- Article
Personalized Prediction of the Time to Loss of Response to Azacytidine in MDS Patients
- Sotirios Vantarakis,
- Dimitris Koparanis and
- Theodoros Spyropoulos
- + 3 authors
Azacytidine is the only approved treatment for patients with higher-risk myelodysplastic syndromes (MDS); yet less than half of the patients will achieve a response, whereas the duration of response is highly heterogeneous and there are no predictors for response duration. The aim of this study is to estimate the patient’s time to loss of response (LoR) to azacytidine based on clinical measurements during treatment. To this end, a personalized prediction framework is proposed that estimates the LoR of a new patient using a patient similarity-based approach. Namely, the new patient’s clinical data—represented as a multivariate time series—are compared to a reference set of patients. The comparison uses distance metrics that quantify how similar two patients’ time series are, assuming patients with similar trajectories tend to have similar LoR. Then, the LoR of the new patient is predicted by averaging the outcomes of the most similar reference patients.

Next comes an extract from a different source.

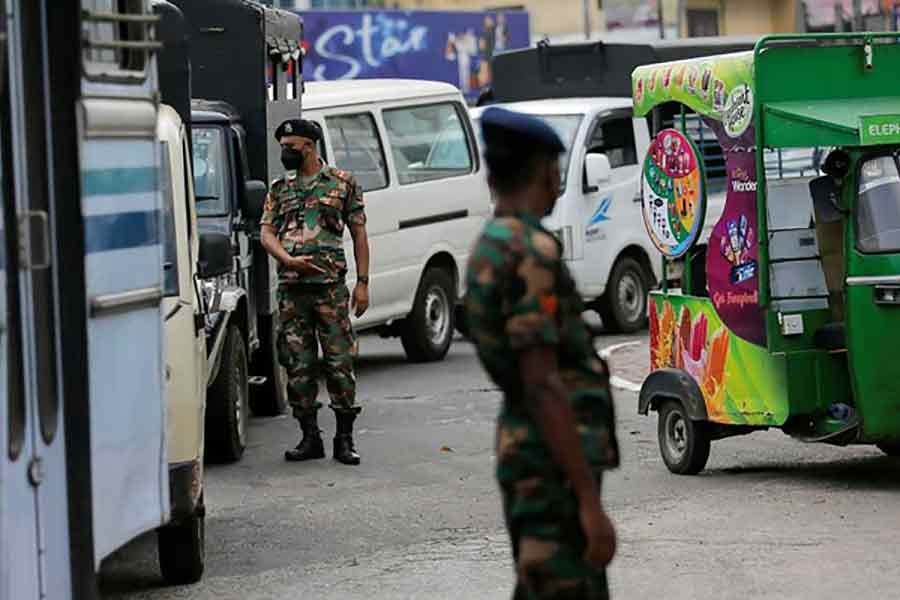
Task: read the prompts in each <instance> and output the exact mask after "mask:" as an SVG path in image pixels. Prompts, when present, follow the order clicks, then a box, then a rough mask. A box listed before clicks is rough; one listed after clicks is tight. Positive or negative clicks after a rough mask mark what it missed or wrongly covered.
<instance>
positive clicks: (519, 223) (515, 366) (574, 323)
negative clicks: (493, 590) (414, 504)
mask: <svg viewBox="0 0 900 600" xmlns="http://www.w3.org/2000/svg"><path fill="white" fill-rule="evenodd" d="M467 285H468V292H467V294H466V314H467V316H468V318H469V327H470V330H471V333H472V337H473V339H474V341H475V344H476V346H477V348H478V356H479V358H480V359H481V362H482V364H483V365H484V367H485V369H486V370H487V372H488V374H489V375H490V376H491V378H492V379H493V380H494V381H495V382H496V383H497V384H498V385H499V386H500V387H501V389H502V390H503V394H504V399H503V405H502V408H501V410H500V415H499V418H498V423H497V440H496V452H497V472H496V474H497V480H498V482H499V484H500V489H501V492H502V496H503V508H504V513H505V516H506V525H507V529H508V530H509V534H510V538H511V542H512V547H513V557H514V560H515V563H516V575H517V585H516V592H515V596H514V598H515V600H525V599H540V600H550V599H552V600H563V599H573V600H574V599H576V598H577V599H579V600H594V599H605V598H608V590H607V585H606V574H605V572H604V570H602V569H596V568H594V567H592V566H590V565H588V564H587V563H586V562H585V561H584V559H583V555H584V552H585V549H586V540H585V537H584V535H583V533H582V530H581V525H580V522H579V516H578V503H577V499H576V497H575V494H574V491H573V490H572V488H571V486H570V484H569V483H568V481H567V480H566V477H565V474H564V473H563V471H562V469H561V468H560V467H559V466H558V465H557V464H556V463H555V462H554V460H553V458H552V455H551V453H550V449H549V448H548V447H547V445H546V443H545V442H544V441H543V439H542V436H541V432H540V430H539V429H538V426H537V424H536V423H535V422H534V420H533V419H532V418H531V416H530V415H529V412H528V411H527V409H526V407H525V405H524V394H525V391H524V390H523V389H522V381H521V378H520V375H519V370H518V369H519V367H518V359H517V353H518V352H520V351H522V350H524V349H527V348H529V347H534V346H539V345H548V346H552V347H555V348H556V349H557V351H558V357H559V370H560V375H561V377H562V380H563V382H564V383H565V385H566V387H567V389H568V390H569V391H570V395H569V402H570V403H571V405H572V408H573V410H574V412H575V417H576V420H577V423H576V425H577V428H578V432H579V434H580V436H581V440H582V448H583V449H584V453H585V456H586V458H587V460H588V462H589V464H590V465H591V466H592V467H593V468H594V470H595V473H596V474H597V477H598V478H599V477H600V476H601V473H602V471H603V470H604V469H609V468H614V467H615V466H617V465H618V462H619V457H618V446H617V443H616V438H615V424H614V414H613V406H612V397H611V394H610V390H609V383H608V381H609V377H608V372H607V369H606V364H605V363H604V362H603V361H602V360H601V359H600V358H599V357H598V356H597V355H596V353H595V351H594V348H593V343H592V337H591V335H590V333H589V332H588V330H587V327H586V325H585V324H584V322H583V321H582V319H581V313H582V311H583V310H584V308H583V305H582V301H581V299H580V297H579V295H578V292H577V290H576V287H575V282H574V280H573V279H572V277H571V275H570V274H569V272H568V269H567V268H566V266H565V265H564V264H563V263H562V261H561V260H560V247H559V244H558V243H557V241H556V239H555V238H553V237H552V236H551V235H550V234H549V233H548V232H547V231H546V230H544V229H543V228H542V227H541V225H540V222H539V221H538V220H537V219H535V218H533V217H531V216H528V215H518V216H516V217H506V218H498V219H495V220H493V221H491V222H490V223H489V224H488V225H487V227H486V228H485V230H484V232H483V233H482V235H481V238H480V239H479V241H478V243H477V245H476V247H475V251H474V253H473V256H472V258H471V261H470V264H469V270H468V282H467Z"/></svg>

The pipeline includes a data normalization strategy that centers each feature on its baseline value and scales it to highlight relative changes and distance metrics to quantify similarity. Both real-world and simulated data were utilized to evaluate the proposed methodology, employing the leave-one-out validation and the Mean Absolute Percentage Error (MAPE) to assess accuracy. The estimated MAPE was found to be 30.52% and 11.82% in the real-world and simulated dataset, respectively. The best and most robust predictions were achieved using the Euclidean distance metric and setting the number of most similar patients around three to five. This study proposes a personalized predictive approach for the LoR to azacitidine in the MDS clinical setting, demonstrating potential for a serviceable prediction of LoR and forming the foundation for further research.